The Corporation for Public Broadcasting, which administers federal funding for noncommercial TV and radio, launched an inventory of public media content in 2007 and the result was 2.5 million "records" consisting of a mix of complete programs, raw footage, unedited interview, speeches and music sessions. According to CPB, 40,000 hours of that are being digitized and will be preserved in the archive with funding from CPB.
The content includes local, regional and national content from noncommercial stations around the country dating from the 1950's through about 2010.
Content ranges from an interview with Jesse Owens to Star Wars commentary from George Lucas to 1960 footage of then presidential candidate John F. Kennedy.
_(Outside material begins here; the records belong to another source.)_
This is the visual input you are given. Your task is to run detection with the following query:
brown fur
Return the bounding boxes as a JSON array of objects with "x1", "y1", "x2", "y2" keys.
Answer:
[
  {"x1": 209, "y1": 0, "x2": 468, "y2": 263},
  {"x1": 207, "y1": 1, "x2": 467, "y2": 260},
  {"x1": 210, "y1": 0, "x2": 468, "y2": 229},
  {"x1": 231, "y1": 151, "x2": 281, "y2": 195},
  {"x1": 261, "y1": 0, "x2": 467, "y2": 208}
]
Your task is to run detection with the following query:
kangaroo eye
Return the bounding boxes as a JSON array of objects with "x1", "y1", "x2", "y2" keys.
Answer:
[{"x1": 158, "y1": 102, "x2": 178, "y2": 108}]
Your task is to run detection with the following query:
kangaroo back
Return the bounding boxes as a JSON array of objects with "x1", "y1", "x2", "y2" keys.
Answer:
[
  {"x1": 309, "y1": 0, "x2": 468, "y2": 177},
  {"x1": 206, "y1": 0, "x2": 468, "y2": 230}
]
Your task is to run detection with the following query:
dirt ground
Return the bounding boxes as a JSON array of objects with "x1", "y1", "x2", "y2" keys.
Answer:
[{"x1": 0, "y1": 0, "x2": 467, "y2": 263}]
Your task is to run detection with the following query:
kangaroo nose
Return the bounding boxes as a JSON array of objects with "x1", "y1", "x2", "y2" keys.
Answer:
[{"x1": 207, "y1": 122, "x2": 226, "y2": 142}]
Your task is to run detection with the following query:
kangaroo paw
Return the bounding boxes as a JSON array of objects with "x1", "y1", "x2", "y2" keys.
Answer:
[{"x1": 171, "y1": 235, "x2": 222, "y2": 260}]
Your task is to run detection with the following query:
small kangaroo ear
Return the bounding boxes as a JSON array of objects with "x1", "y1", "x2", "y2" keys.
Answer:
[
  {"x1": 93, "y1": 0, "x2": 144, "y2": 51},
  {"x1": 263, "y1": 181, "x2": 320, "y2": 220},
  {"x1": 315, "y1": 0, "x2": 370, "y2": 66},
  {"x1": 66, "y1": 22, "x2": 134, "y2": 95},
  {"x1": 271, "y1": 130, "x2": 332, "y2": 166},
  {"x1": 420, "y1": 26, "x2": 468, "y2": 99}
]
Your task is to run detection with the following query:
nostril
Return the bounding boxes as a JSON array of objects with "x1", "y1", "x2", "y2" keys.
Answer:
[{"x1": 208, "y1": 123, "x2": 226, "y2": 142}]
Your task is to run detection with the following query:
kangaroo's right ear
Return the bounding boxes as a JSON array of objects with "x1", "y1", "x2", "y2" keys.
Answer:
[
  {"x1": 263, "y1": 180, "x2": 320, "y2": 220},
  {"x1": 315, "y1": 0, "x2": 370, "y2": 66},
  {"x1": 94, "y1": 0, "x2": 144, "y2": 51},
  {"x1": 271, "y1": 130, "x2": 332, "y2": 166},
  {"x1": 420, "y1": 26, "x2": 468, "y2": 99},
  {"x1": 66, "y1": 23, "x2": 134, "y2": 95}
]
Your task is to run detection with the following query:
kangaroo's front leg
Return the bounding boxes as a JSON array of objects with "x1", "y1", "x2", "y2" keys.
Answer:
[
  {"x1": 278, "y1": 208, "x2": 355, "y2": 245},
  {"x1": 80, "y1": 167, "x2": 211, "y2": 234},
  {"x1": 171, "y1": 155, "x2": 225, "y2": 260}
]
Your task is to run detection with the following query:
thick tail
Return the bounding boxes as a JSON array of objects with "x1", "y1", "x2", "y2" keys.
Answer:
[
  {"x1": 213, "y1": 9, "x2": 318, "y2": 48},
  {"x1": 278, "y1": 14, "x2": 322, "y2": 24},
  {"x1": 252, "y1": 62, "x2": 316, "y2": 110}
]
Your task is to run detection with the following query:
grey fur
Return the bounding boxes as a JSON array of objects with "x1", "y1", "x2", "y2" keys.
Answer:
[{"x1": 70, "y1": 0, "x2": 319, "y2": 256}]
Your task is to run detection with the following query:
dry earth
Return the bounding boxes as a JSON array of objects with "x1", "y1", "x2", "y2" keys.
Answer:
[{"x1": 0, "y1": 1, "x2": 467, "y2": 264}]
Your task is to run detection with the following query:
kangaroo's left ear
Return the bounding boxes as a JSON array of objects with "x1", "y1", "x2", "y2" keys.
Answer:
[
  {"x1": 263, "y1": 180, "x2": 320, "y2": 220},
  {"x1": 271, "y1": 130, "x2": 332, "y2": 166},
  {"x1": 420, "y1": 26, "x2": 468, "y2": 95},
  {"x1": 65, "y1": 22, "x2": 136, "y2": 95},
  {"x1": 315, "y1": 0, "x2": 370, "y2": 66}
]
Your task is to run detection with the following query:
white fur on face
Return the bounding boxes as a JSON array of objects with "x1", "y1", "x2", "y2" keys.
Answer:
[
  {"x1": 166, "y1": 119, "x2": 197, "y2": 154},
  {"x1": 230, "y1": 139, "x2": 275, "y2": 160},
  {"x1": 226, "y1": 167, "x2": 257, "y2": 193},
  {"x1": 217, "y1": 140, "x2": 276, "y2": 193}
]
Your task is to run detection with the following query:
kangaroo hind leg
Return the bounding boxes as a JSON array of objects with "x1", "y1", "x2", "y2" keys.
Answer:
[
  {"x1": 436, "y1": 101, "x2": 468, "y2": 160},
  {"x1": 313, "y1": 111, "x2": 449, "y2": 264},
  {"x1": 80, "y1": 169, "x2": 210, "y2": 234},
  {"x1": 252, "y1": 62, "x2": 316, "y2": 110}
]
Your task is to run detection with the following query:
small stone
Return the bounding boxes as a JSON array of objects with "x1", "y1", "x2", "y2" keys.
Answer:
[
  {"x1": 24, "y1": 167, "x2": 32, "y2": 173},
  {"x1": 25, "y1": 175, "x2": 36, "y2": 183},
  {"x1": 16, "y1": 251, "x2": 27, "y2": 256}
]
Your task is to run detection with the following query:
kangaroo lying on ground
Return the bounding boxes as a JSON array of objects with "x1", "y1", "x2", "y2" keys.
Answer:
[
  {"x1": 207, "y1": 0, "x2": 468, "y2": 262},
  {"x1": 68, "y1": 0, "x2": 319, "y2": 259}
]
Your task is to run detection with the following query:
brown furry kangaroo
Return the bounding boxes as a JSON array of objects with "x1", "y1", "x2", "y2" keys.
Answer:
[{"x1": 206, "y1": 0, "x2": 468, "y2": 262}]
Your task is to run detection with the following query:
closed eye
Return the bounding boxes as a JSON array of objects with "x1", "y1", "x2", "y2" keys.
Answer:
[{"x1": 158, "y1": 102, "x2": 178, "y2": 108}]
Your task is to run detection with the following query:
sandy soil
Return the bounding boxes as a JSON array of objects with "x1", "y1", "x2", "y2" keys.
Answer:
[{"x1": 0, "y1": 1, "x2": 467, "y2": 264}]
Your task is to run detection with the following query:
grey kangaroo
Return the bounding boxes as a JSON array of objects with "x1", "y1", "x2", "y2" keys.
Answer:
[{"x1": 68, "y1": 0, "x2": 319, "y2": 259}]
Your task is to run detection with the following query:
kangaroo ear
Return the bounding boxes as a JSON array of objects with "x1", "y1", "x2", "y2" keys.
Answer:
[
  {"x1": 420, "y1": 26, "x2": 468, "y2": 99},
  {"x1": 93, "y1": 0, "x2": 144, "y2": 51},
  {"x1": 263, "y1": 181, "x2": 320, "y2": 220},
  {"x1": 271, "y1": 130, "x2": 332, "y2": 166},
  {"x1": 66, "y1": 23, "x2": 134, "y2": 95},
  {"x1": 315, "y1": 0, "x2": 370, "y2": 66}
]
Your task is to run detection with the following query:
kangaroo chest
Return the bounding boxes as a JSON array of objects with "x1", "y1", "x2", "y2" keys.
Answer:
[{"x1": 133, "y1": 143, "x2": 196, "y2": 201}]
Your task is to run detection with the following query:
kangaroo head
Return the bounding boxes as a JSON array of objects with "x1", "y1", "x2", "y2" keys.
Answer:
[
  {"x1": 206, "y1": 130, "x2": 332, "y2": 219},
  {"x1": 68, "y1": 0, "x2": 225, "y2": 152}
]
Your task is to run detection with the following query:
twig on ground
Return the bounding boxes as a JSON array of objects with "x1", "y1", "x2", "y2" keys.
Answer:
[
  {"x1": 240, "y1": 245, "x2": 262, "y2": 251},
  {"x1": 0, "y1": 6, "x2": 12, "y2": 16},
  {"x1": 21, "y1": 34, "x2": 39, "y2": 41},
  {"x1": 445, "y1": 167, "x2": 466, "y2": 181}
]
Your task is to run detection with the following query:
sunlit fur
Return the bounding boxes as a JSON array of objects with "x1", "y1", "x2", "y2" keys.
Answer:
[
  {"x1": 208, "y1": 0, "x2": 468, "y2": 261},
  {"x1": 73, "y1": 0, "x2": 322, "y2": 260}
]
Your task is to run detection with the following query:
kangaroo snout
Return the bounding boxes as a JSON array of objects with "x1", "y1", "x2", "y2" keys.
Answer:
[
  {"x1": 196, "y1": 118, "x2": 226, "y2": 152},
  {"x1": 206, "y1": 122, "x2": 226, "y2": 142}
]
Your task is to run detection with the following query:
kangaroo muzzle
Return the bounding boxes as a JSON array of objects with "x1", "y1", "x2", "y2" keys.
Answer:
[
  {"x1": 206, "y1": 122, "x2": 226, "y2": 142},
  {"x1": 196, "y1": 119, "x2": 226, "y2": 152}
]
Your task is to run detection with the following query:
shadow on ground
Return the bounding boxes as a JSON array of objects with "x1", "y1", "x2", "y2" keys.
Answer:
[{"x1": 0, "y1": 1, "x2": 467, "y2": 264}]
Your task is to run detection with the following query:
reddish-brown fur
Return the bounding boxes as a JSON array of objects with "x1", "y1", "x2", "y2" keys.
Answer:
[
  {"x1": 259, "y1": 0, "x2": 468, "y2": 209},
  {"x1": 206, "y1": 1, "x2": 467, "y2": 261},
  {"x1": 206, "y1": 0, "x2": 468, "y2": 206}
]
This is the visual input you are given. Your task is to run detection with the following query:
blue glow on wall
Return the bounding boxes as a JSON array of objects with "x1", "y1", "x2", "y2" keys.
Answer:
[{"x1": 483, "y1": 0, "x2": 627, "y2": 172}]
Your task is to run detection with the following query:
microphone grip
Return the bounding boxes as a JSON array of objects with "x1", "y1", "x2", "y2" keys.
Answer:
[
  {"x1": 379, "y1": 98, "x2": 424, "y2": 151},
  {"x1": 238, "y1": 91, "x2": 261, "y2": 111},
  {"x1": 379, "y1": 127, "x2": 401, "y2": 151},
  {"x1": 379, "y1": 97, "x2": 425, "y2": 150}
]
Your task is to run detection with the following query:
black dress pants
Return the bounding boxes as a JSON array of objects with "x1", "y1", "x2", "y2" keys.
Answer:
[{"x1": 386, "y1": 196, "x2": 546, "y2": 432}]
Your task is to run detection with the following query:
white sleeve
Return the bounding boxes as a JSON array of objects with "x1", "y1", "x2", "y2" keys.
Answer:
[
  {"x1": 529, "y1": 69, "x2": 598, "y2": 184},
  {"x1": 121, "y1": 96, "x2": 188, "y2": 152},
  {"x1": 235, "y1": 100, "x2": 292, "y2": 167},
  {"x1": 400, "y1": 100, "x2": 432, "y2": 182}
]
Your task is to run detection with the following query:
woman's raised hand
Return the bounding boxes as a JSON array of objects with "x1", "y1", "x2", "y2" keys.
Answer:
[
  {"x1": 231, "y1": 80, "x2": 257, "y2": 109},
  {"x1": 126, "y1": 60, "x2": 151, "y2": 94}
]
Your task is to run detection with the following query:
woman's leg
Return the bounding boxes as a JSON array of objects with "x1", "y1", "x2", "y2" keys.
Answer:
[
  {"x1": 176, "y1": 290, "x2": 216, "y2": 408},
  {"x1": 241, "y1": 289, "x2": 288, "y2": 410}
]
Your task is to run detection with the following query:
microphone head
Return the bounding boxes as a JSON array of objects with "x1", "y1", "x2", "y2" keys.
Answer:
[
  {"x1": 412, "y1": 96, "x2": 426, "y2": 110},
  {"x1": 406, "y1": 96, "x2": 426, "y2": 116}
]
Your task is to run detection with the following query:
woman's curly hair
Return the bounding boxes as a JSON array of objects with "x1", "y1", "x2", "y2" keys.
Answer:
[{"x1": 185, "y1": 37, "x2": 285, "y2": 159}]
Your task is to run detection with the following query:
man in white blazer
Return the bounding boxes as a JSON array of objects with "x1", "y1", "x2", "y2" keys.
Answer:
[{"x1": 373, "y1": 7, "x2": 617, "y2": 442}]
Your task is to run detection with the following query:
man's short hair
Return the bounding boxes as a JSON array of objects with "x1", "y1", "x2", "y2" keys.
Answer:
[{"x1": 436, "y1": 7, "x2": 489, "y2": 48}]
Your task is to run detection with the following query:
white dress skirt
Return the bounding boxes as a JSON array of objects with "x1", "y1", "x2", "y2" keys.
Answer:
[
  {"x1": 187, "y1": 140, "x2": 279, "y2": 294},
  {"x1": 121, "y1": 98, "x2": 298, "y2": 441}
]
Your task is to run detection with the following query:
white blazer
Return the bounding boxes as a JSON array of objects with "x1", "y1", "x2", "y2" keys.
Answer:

"This is an important step in CPB's commitment to preserve and make available to the American public the tremendous amount of high quality programming and content produced by public media television and radio stations over the past several decades and in the future," said Patty Cahill, chairman of the CPB board, in a statement. "We are pleased that the Library of Congress and WGBH will continue this culturally and historically significant project on behalf of the public media system and the American people."
A national advisory panel recommended the Library of Congress/WGBH collaboration. Among the members of that panel were Sony board chairman Howard Stringer, ABC News/NPR contributor Cokie Roberts, and iconic noncom documentary producer Ken Burns.
Material will be housed at both the library in Washington and at WGBH, which will team up to expand the archive by acquiring additional content as well governance and long-term strategy.